I open my mouth, the desire to dump all of these fears and uncertainties on to James overwhelming but nothing comes out. I can't seem to form the words because I'm not exactly sure what I'm scared of. I don't know if anything is actually a real concern. It's all second hand speculation. Maybe nothing is wrong with Sawyer, maybe it's exactly what his team doctor says. Maybe he just needs to work harder, strengthen his shoulder. I mean I would know if he was using drugs or misusing prescription drugs, wouldn't I? I live with him. We share almost everything. And wouldn't his doctor have already checked to see if he has muscular dystrophy knowing he has a brother with the disease?
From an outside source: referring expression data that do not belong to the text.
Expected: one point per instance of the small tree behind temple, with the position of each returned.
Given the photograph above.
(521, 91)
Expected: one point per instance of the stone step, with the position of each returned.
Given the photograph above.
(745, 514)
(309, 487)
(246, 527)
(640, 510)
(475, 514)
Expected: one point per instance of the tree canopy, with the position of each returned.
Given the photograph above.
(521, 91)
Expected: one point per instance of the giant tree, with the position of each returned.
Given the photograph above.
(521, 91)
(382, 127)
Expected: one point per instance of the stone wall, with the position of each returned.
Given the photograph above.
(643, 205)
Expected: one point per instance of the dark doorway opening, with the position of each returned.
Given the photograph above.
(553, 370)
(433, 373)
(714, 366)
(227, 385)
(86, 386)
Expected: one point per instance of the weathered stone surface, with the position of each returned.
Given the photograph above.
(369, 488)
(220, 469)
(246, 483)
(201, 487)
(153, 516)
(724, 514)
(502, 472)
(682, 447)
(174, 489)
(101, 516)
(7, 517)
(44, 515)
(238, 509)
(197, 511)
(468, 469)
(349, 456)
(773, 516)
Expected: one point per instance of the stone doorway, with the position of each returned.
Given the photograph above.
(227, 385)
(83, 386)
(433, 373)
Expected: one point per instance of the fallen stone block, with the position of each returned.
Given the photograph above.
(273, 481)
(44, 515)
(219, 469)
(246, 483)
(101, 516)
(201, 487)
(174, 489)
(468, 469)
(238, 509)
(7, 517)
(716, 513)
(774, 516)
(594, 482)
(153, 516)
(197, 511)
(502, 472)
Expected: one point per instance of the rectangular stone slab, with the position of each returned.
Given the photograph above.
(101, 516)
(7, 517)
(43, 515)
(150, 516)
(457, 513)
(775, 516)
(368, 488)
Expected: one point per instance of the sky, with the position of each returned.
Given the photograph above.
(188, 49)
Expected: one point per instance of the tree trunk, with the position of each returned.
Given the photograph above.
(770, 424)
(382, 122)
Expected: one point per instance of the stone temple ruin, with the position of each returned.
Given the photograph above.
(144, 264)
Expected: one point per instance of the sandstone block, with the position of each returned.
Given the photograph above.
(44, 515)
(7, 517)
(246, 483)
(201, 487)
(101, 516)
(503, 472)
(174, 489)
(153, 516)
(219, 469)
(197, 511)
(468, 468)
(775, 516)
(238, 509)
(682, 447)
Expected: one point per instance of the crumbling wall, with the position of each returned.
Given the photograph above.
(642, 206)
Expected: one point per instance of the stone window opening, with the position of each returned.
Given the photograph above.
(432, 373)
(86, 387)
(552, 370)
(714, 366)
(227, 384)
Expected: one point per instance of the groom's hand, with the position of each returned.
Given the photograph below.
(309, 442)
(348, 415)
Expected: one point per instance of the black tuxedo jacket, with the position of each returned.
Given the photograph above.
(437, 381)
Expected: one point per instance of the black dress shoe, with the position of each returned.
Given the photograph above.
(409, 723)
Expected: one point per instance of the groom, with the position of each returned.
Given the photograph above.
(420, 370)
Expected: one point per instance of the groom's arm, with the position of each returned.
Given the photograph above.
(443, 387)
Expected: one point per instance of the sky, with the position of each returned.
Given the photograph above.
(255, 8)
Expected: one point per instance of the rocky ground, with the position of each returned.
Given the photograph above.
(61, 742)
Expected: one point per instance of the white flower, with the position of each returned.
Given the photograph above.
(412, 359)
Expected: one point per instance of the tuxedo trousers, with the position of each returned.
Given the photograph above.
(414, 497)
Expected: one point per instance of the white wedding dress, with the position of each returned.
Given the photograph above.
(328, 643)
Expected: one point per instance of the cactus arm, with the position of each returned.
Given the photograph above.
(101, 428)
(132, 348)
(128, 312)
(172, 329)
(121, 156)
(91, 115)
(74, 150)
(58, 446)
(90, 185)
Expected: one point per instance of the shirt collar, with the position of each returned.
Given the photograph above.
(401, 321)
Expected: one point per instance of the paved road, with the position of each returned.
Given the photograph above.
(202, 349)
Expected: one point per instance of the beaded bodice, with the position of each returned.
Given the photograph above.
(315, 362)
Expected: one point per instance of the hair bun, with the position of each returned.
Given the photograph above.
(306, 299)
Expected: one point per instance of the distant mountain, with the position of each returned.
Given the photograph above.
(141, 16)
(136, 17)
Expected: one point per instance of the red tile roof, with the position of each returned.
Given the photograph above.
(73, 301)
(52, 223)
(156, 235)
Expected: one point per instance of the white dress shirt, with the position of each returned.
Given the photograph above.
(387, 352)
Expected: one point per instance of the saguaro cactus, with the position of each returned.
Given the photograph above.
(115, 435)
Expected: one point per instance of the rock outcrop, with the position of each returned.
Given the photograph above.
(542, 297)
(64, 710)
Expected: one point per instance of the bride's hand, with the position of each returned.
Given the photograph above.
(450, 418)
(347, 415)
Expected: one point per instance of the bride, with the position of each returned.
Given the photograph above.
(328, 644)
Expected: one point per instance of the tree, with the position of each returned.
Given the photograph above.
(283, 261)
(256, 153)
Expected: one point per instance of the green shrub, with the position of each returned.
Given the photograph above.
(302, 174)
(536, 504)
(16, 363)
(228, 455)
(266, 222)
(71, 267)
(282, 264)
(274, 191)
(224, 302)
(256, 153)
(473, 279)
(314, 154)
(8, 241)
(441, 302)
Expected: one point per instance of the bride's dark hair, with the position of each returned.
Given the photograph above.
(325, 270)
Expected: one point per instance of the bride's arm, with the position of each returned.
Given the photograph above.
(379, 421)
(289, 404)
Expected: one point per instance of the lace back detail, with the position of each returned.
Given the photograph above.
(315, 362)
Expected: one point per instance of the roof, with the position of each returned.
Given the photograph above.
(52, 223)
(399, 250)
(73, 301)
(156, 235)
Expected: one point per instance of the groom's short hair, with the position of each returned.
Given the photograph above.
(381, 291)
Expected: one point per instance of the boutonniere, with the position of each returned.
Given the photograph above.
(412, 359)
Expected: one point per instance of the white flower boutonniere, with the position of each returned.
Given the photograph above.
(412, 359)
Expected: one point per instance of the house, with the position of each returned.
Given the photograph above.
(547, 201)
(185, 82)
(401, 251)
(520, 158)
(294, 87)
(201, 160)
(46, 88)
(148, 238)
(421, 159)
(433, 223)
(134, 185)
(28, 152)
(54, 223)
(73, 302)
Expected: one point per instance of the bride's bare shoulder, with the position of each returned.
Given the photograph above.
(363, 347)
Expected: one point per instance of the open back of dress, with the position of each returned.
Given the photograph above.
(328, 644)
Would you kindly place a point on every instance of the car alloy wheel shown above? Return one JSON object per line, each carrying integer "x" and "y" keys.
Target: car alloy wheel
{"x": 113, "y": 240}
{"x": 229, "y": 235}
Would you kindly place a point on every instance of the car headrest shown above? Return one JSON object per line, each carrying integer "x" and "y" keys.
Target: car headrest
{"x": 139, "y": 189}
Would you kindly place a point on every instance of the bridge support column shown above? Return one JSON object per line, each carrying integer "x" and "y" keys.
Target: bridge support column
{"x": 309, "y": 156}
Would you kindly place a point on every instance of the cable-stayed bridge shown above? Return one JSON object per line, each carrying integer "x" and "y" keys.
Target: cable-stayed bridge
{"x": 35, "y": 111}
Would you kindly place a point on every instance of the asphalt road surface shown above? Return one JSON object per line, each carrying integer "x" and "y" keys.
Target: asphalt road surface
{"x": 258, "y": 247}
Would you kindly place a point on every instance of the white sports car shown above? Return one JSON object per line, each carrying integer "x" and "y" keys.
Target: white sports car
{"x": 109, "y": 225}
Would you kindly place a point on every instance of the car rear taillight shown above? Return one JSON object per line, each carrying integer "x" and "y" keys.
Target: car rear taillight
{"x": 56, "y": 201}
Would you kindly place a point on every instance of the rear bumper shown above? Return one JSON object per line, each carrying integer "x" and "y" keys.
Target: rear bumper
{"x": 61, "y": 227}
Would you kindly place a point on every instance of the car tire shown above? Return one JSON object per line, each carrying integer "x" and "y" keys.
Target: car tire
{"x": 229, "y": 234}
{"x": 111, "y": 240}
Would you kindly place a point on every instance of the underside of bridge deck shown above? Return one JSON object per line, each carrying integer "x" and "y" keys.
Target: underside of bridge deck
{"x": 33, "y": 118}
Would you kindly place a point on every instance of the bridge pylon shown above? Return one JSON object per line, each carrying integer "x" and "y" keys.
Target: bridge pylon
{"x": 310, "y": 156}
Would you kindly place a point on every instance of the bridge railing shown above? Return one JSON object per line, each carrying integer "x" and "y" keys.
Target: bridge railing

Wouldn't they know?

I go to tell James anyway, just to hear his thoughts and not have to carry all the worries on my own but before I manage to say anything at all the door to the house opens, our parents emerging singing at the top of their lungs "happy half birthday to you!".

James though stays as he is, holding my hand, his gray eyes open and inviting asking me to confide in him. But now is not the time or place, I'm not going to ruin our tradition, not right now.

"I'll tell you later." I whisper to James, turning to watch my mom carefully balancing a three tier cake with a major lean to the left as she sings.

Right now, pretending everything is okay seems a lot easier than acknowledging something could be very not okay.